Ceza Hukuku Makaleleri ? Re: TEFECİLİK SUÇU, Dr. Suat ÇALIŞKAN

Başlatan İçtihat, 22 Aralık 2019, 10:50:29

« önceki - sonraki »

0 Üyeler ve 1 Ziyaretçi konuyu incelemekte.

avatar_İçtihat
Ceza Hukuku Makaleleri ? Re: TEFECİLİK SUÇU, Dr. Suat ÇALIŞKAN

TEFECİLİK SUÇUNUN OLUŞUMU VE İSPATI
Av. Sedat OKUDUCU
11 Kasım 2019





I. GENEL OLARAK

5237 sayılı Türk Ceza Kanununun 241?inci maddesi tefecilik suçunu düzenlemektedir. Hukuk sistemimize göre, faiz eklenerek ödünç para verilmesi, çek veya senetlerin vadesinden önce düşük fiyata satın alınması, pos cihazından komisyon alınarak para çekilmesi suç olarak düzenlenmiştir. Kısacası, tefecilik suçunun oluşabilmesi için kazanç sağlama amacının olması gerekmektedir. Fail sayılan haller içerisindeyken, yarar sağlama amacıyla hareket etmelidir.

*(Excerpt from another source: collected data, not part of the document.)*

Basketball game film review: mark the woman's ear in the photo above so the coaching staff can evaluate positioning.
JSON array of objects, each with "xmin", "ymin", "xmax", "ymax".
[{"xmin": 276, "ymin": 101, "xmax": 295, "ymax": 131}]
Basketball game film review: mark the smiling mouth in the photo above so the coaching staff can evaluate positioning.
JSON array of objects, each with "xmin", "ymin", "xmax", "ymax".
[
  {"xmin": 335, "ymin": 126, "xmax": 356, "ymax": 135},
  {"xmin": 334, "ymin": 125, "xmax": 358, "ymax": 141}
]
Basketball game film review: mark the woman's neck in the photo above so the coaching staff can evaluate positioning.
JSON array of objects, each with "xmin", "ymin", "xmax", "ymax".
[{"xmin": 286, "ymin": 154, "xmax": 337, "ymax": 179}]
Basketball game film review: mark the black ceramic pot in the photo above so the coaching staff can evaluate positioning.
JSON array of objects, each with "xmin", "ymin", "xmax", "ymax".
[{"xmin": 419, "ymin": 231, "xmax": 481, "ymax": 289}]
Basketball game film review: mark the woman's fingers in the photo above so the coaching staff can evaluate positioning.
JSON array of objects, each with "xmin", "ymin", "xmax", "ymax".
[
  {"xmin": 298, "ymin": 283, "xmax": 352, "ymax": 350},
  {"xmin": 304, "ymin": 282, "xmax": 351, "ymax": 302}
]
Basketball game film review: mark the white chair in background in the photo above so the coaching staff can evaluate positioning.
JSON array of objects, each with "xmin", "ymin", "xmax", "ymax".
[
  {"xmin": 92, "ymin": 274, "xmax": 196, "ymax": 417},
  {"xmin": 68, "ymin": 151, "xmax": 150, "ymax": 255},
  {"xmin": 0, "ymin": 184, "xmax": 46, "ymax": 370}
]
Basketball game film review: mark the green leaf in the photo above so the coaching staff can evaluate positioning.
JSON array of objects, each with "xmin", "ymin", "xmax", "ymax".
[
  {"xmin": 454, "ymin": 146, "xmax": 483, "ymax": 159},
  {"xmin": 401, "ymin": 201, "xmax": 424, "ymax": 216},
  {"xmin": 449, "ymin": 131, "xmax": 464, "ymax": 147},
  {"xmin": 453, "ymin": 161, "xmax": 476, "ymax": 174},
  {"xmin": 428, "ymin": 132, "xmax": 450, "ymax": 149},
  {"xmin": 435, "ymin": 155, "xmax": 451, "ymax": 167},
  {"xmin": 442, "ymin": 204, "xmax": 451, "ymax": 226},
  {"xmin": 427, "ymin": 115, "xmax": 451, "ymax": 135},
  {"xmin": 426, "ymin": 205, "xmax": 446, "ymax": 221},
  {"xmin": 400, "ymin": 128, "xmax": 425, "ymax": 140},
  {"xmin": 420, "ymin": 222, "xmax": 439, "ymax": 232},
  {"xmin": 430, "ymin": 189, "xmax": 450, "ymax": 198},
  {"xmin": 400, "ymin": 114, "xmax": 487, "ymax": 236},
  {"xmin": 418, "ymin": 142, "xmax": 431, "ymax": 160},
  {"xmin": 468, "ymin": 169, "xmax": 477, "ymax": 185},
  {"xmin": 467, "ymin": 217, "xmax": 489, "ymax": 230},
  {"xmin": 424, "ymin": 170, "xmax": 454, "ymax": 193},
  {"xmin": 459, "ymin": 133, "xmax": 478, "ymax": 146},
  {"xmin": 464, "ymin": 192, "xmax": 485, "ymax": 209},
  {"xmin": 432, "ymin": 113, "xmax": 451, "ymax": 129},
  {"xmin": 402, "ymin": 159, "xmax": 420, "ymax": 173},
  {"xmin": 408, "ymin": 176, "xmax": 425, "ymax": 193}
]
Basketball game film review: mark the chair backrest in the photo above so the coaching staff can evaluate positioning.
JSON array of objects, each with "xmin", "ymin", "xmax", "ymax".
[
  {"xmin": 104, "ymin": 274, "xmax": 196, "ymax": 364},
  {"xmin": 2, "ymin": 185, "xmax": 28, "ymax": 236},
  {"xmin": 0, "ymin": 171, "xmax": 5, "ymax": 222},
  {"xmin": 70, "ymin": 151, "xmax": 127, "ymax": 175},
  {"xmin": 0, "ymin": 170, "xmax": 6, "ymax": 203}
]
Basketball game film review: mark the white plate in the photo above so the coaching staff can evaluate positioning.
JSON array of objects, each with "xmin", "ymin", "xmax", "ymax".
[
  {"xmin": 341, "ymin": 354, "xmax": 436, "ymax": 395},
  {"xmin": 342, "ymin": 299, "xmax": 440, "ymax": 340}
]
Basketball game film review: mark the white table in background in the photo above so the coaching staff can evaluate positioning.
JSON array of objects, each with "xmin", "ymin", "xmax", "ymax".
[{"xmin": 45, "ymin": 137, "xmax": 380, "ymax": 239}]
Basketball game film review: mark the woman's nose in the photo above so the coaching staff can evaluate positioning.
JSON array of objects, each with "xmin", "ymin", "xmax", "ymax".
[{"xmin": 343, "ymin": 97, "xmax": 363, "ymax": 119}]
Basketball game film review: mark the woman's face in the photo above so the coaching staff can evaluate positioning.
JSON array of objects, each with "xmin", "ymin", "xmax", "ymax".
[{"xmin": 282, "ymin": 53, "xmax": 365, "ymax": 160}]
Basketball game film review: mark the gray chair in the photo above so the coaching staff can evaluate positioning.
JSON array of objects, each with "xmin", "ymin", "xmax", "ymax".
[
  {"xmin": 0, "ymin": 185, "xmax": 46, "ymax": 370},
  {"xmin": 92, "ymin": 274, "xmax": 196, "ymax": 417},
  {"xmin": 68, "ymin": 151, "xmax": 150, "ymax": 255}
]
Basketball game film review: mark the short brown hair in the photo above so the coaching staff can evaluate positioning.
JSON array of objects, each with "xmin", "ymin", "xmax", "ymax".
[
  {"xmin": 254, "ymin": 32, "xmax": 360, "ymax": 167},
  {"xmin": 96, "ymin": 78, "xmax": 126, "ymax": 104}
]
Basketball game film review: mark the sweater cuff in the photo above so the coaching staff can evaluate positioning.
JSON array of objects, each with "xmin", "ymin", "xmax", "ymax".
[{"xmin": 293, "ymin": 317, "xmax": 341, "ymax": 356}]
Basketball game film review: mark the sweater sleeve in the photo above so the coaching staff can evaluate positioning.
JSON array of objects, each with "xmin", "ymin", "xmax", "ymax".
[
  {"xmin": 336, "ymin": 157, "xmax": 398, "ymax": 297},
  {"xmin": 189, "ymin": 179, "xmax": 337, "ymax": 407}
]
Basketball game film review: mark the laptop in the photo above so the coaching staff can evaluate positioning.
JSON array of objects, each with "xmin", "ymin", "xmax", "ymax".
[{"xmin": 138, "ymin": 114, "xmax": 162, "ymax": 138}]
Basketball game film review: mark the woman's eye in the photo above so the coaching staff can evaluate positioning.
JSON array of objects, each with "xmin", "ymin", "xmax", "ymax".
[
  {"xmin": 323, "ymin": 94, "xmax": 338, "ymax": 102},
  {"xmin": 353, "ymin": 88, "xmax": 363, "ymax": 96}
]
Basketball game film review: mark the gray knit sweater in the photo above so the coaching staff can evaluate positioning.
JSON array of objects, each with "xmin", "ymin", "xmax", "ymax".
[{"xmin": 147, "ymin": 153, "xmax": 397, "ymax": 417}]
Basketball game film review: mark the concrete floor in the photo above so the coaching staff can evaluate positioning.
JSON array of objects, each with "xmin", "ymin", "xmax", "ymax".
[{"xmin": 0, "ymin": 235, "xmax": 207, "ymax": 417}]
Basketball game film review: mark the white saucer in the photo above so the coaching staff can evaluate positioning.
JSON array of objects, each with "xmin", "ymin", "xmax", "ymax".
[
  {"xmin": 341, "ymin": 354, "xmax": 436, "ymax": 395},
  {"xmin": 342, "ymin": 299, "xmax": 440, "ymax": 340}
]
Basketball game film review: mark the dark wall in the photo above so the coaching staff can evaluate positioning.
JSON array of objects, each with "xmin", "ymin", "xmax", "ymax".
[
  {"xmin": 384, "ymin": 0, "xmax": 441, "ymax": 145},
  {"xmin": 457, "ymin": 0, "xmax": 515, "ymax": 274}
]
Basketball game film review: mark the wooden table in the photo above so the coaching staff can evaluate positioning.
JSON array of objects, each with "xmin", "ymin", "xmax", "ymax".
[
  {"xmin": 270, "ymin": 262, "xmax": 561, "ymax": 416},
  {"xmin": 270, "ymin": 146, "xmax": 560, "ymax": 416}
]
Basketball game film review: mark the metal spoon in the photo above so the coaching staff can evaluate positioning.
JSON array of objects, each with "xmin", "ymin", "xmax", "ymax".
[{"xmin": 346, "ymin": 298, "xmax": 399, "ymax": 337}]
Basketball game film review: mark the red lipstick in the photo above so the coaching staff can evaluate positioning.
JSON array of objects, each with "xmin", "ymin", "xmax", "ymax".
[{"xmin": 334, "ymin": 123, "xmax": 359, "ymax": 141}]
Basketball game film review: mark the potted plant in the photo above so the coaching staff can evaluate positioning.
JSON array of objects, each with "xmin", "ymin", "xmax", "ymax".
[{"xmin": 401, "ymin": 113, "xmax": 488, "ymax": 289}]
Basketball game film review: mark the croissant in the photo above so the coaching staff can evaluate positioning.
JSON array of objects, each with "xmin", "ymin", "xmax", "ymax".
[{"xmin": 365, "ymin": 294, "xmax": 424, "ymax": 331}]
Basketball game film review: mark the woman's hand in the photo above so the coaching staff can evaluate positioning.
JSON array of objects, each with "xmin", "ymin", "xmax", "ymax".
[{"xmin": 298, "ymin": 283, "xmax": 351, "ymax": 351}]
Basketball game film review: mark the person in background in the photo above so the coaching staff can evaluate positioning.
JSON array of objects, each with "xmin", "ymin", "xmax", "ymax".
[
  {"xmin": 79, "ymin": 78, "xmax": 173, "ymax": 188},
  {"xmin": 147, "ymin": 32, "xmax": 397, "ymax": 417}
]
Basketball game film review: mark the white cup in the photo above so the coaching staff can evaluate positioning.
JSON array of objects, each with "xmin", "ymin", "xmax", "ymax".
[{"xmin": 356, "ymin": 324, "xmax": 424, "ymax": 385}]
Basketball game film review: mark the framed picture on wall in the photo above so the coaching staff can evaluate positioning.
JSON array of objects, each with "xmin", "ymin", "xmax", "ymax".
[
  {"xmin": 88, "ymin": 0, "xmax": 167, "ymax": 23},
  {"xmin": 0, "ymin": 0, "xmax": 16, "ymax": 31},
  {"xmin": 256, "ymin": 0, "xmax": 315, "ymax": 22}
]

Tefecilik suçu, ivaz karşılığında kazanç sağlamak amacıyla para verilmesi sonucunda oluştuğu için izne dayalı şekilde yapılan ödünç para verme faaliyetlerinde alınmış olan yasal izin, suçun hukuka aykırılığını ortadan kaldırır. Görüldüğü gibi yasal izinler alınarak faizli ödünç para verilebilmektedir. Bunun en iyi örneği bankalardır. Bu açıdan, faiz eklenerek ödünç para verilmesinin suç olmadığını söyleyebiliriz. Suç olan, yasal izinler olmadan bunun yapılmasıdır.

II. TEFECİLİK SUÇUNUNUN KONUSU

TCK m. 241? Kazanç elde etmek amacıyla başkasına ödünç para veren kişi, iki yıldan beş yıla kadar hapis ve beş bin güne kadar adlî para cezası ile cezalandırılır?

Madde metninden de anlaşılacağı üzere, tefecilik suçunun konusu paradır. Para, sözlük anlamıyla; Devletçe bastırılan, üzerinde değeri yazılı (olan) kâğıt veya metalden ödeme aracıdır. Paranın Türk Lirası veya döviz olması açısından bir fark bulunmamaktadır. Suç başka bir ülke parası üzerinden de işlenebilir. Öte yandan, ödünç olarak verilen şey, para dışında bir değer ise, sağlanan kazanç ne kadar fazla olursa olsun tefecilik suçunun oluşması mümkün değildir.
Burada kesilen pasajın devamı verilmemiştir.